Photo: John R. Boehm
Through May 16, 2021
Pérez Art Museum Miami
Theaster Gates’s Breathing (2010) is a video work inspired by the artist’s avid interest in Eastern Buddhism as well as his lifelong personal relationship with traditional gospel music, which constituted a formative aspect of his Baptist upbringing. The singers who appear in the video belong to an experimental choir known as the Black Monks (formerly the Black Monks of Mississippi), which Gates has directed since 2008. The Black Monks merge Black Southern gospel and blues music with the monastic chant traditions of Buddhism. The soothing, beautiful melodies that result from this unique hybrid testify to the potency of Black spiritual musical legacies while alluding to a communal experience that transcends geographic, cultural, and linguistic boundaries.
Theaster Gates, Breathing, 2010 (still) © Theaster Gates
Theaster Gates and Cauleen Smith
October 17, 2020–May 23, 2021
San Francisco Museum of Modern Art
Bringing together the work of two interdisciplinary artists, this presentation centers on video projections that each take archival magazine photography as a departure point. Theaster Gates’s Do you hear me calling? Mama Mamama or What Is Black Power? (2018) pays homage to the power of women by exploring the idea of the Black Madonna through a reworking of three decades of images drawn from the archives of the Chicago-based Johnson Publishing Company, publisher of Jet and Ebony magazines. Smith’s Sojourner (2018) culminates with a feminist reimagining of an unpublished photograph taken for Life magazine in 1966.
Theaster Gates, Do you hear me calling? Mama Mamama or What Is Black Power?, 2018 (still) © Theaster Gates
Through May 23, 2021
Prada Rong Zhai, Shanghai
Theaster Gates: China Cabinet explores the links that exist between Gates’s activity as a ceramist and his work as a visual artist, performer, professor, urban planner, and community activist. Organized with support of Fondazione Prada, the exhibition is conceived as a narrative in three chapters that unfolds across multiple staged settings in which the artist’s role evolves from guest to ghost to host. Following tableaux suggesting an antique Chinese porcelain boutique and a reconstruction of Gates’s potter’s workshop, the story culminates with the artist’s complete occupation of Prada Rong Zhai with artworks displayed as they would be in a private home.

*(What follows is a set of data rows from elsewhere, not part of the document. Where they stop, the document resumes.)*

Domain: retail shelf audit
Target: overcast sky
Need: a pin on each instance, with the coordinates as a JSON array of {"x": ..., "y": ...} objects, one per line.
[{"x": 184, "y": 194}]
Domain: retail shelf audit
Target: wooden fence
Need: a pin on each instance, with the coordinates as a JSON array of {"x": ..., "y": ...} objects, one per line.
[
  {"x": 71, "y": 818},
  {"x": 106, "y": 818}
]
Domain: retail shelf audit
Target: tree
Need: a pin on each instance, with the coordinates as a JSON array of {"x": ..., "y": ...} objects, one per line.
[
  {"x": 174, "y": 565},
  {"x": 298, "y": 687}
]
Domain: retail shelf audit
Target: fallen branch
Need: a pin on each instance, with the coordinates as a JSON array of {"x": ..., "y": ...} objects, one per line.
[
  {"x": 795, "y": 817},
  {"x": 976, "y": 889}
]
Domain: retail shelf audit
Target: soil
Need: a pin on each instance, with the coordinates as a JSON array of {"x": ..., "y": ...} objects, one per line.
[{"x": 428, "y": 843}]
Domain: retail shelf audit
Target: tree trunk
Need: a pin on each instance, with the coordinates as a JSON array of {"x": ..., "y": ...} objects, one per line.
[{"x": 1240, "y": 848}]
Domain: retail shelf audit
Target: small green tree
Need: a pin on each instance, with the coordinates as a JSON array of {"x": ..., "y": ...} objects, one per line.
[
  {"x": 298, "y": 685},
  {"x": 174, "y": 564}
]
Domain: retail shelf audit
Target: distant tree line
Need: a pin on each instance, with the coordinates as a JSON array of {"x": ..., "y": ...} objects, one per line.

Installation view, Theaster Gates: China Cabinet, Prada Rong Zhai, Shanghai, March 11–May 23, 2021. Artwork © Theaster Gates. Photo: Alessandro Wang
Theaster Gates in
Lost and Looking
Through June 5, 2021
Lubeznik Center for the Arts, Michigan City, Indiana
Considering how place and loss affect us all, the artists included in Lost and Looking confront the reality of our pasts and our futures. Places from our collective and personal histories help define who we are even as they remain fluid in our mind’s eyes. The exhibiting artists consistently explore how true or fictionalized memories can be, and how accurate or inaccurate recorded history truly is. The ever-shifting landscape, filled with false histories, be they personal or historical, drives these artists in their quest for higher meaning. Work by Theaster Gates is included.